THE mother of two Baranduda girls who died in a crash this year wants to come face-to-face with vandals who ripped up crosses from their roadside memorial and dumped them at Wodonga cemetery.
It’s the second time in just over a month the memorial to Emily and Brooke Salske has been trashed, and now their mum Debbie Andrew wants to meet the culprits — so she can show them the added grief they are inflicting.
“I want them to meet me and my family and my friends, I want to show them videos of the girls so they can see what type of girls they were and get a sense of how very missed they are,” she said.
“I don’t believe this person has ever lost anyone they love if they can do this.”
EDITORIAL:Memorials for families
Emily, 10, and Brooke, 7, died on January 31 after the car they were travelling in left the road and struck a tree on Baranduda Boulevard.
That tree had since been transformed into a memorial, with flowers and messages left for the girls, mostly by school friends from Baranduda Primary School.
But on Thursday, the two white crosses set in concrete were pulled up and replaced with bags of rubbish; and a note was pinned to the tree stating: “Since you dumped your rubbish here, you won’t mind if we do the same. Cheers, your friendly C.F.E.R.”

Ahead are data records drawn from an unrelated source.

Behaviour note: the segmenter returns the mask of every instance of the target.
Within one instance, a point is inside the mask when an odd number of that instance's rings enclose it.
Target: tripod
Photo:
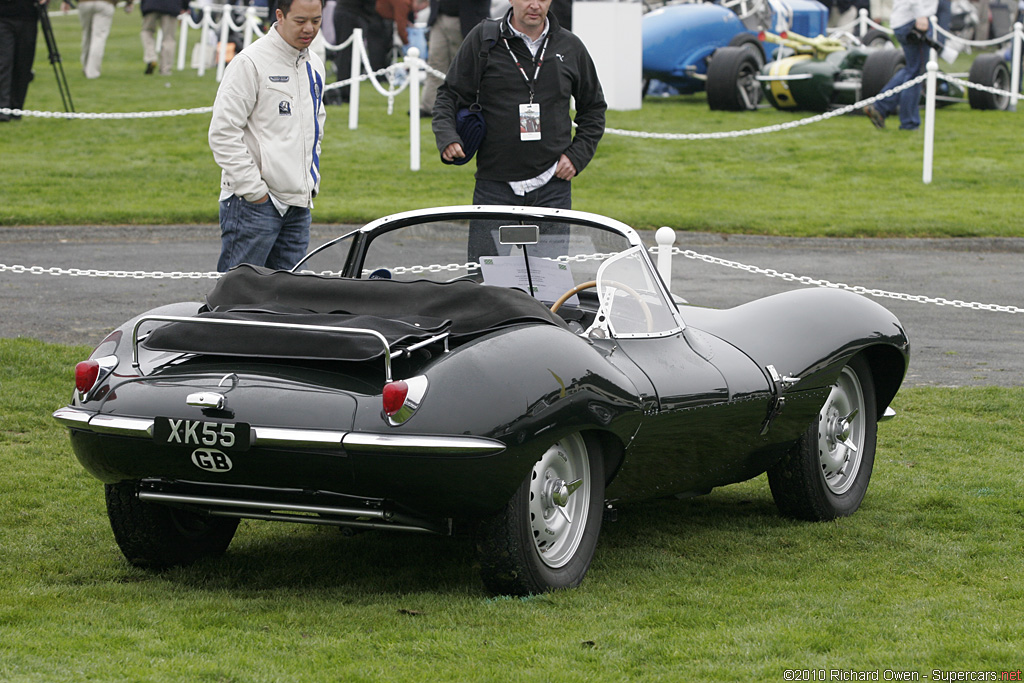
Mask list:
[[[57,77],[57,89],[60,90],[60,100],[64,104],[64,111],[73,112],[75,105],[71,101],[71,90],[68,88],[68,79],[64,77],[64,65],[60,61],[60,51],[57,49],[57,39],[53,37],[53,26],[50,24],[50,15],[46,13],[46,5],[34,3],[39,12],[39,23],[43,27],[43,37],[46,38],[46,48],[50,51],[50,64],[53,64],[53,74]]]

CFER is understood to stand for Citizens for Equal Rights.
Another memorial cross further down the boulevard dedicated to motorcyclist Matthew Bownds, who died in a crash in September last year, was also removed.
All three crosses were found at Wodonga cemetery on Saturday.
Ms Andrew said another note had been found pinned to the tree several weeks earlier, a “poem” criticising the crash victims and stating memorials belonged in cemeteries.
The crosses were ripped out for the first time in a vandalism attack last month.
Ms Andrew asked the vandals to think about who their actions were really affecting.
“That tree means a lot to the kids (of Baranduda), it’s part of their grieving process,” she said.
“I don’t see how it’s an eyesore, it’s always kept nice and clean and tidy.”
She said they would erect it once again.
Family and friends took to social media yesterday to condemn the vandalism as “disgusting” and “heartless”.
Others still pointed out roadside memorials acted as a reminder to drivers to slow down and drive responsibly.
Ms Andrew said she had previously spoken with Wodonga Council, VicRoads and Wodonga police, and all told her the memorial did not break any laws.
Yesterday, Sgt Amanda Meagher asked people to be respectful of such sites.
“If anyone has an issue with them, we ask that they bring it up properly with either VicRoads or us,” she said.